Ini tak mudah bagiku, untuk menghentikan segala khayalan gila ini. Kevin ada dan aku hanya bisa meradang, dan membenci Kevin yang baru mengerti perasaaku saat ini, pergi dan menghilanglah lagi vin, cukup air mataku ini sudah kau teteskan. Berkali-kali kamu berkata cinta namun tak kunjung kau buktikan, aku cukup tahu diri tak selamanya berhasil untuk pindah pada mata yang memberi kehidupan yang lebih bahagia lagi. Aku pergi tapi tak untuk kembali. aku cukup bahagia melihat kamu bahagia, kamu baik-baik saja bagiku itu sudah membuat hatiku lega, hari ini tepat bersama senja yang terpancar dari sisi barat sungai, aku mengakhiri kisah ini bersama langit yang berusaha mengganti warnanya, ku harap kamu juga akan terganti dan Tuhan akan mengirimkan mata yang lebih memperjuangkan aku, tak seperti kamu yang selalu menawarkan pengabaian berujung tangisan.

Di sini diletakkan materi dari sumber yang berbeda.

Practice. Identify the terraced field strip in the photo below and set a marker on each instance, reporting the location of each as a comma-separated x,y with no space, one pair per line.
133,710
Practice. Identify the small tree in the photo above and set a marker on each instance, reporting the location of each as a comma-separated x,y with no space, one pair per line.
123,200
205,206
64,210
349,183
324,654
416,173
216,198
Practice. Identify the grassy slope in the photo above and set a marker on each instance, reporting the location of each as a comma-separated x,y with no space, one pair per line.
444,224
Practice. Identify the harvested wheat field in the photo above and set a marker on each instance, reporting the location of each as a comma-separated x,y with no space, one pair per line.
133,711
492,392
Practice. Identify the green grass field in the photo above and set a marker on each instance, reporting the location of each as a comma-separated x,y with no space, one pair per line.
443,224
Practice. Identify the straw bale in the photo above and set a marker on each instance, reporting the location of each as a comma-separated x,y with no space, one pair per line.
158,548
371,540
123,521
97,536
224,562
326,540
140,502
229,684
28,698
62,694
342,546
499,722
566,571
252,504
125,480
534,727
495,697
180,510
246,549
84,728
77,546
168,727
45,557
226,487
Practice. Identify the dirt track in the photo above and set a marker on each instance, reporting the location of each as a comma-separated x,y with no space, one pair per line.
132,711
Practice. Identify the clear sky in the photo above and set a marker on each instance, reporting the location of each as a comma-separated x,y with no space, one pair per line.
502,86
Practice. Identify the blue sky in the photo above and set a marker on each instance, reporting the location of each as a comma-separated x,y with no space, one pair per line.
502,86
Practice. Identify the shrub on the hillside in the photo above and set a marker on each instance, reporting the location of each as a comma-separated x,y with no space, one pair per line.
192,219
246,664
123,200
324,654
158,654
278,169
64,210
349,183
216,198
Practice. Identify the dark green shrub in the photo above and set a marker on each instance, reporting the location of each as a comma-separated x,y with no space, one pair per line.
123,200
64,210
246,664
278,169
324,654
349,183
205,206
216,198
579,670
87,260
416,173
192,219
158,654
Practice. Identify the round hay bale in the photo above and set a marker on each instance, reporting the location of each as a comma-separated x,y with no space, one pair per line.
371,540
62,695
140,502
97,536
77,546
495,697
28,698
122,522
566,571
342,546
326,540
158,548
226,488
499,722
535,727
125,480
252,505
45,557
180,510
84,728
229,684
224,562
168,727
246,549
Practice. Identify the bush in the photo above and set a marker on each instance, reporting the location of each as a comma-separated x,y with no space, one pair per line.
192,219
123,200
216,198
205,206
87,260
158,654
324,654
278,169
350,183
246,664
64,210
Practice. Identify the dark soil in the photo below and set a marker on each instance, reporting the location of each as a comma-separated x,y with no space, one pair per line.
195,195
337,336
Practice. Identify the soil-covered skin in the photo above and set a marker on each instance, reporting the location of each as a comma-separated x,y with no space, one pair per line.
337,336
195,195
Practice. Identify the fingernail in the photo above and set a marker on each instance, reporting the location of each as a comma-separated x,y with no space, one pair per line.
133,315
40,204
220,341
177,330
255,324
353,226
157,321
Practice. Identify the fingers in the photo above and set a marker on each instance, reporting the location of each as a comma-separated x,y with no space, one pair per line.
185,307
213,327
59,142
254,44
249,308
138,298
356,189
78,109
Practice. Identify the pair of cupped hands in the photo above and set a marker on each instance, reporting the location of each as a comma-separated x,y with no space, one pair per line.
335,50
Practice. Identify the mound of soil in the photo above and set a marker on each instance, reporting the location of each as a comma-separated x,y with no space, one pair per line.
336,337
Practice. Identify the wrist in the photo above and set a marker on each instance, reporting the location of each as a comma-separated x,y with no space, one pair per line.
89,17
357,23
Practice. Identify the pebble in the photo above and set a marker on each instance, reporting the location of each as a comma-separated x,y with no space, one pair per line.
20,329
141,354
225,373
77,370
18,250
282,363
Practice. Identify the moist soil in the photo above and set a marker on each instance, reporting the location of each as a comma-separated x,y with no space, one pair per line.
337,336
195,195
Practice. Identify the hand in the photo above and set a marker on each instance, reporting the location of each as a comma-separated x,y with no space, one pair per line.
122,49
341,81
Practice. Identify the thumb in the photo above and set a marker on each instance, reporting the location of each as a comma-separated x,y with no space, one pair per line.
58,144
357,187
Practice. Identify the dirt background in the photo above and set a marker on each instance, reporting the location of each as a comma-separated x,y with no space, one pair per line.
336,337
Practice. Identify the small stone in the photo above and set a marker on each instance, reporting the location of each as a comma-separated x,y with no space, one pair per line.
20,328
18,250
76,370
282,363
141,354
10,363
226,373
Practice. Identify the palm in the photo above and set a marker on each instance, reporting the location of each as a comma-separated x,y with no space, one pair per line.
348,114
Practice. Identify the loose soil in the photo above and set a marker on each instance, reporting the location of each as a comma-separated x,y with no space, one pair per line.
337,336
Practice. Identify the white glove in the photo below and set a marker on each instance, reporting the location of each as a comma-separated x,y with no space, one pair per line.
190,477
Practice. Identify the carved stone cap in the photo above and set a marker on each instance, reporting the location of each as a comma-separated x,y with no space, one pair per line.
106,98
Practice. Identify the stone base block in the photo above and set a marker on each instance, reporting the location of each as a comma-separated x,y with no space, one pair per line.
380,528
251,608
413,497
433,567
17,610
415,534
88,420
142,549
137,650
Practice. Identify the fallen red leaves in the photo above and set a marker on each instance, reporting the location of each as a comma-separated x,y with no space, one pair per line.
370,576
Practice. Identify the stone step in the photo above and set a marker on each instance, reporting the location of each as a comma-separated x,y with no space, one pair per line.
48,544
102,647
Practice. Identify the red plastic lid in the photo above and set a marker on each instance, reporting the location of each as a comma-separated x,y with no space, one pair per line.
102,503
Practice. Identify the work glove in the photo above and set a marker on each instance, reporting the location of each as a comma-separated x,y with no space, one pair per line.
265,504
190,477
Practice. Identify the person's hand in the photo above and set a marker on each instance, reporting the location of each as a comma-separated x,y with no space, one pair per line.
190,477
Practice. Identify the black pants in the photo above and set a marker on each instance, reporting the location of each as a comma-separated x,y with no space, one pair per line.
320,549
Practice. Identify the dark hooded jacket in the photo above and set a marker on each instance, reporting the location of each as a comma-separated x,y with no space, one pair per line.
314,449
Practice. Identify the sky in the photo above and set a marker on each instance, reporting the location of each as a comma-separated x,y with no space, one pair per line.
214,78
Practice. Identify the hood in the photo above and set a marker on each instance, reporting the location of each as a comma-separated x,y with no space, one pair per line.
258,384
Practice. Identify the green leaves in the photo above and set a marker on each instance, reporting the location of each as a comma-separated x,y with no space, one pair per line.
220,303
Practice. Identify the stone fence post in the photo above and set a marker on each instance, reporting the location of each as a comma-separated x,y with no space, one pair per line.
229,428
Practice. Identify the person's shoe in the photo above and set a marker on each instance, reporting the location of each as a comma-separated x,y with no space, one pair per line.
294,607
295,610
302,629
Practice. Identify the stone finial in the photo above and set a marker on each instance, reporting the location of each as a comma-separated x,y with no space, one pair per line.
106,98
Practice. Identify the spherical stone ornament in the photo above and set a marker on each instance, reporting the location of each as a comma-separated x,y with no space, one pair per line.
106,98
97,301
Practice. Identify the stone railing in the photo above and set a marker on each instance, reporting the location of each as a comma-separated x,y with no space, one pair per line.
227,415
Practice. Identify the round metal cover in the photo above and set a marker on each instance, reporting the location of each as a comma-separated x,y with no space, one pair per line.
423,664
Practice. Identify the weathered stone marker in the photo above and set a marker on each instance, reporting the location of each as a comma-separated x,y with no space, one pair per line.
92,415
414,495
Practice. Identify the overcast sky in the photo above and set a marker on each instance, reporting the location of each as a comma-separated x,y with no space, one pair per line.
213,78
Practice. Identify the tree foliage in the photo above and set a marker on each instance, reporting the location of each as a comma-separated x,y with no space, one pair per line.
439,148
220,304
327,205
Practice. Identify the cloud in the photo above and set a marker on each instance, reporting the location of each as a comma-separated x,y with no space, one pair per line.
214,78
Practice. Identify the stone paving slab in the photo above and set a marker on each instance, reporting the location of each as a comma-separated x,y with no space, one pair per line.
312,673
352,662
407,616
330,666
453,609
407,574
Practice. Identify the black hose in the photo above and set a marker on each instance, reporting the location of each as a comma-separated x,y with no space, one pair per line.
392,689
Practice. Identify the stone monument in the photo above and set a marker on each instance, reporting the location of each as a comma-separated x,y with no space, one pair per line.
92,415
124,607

                                                                                         Pengabaian yang berujung tangis,
                                                                                         aku pergi bersama senja di sore ini,
                                                                                         selamat tinggal masa lalu.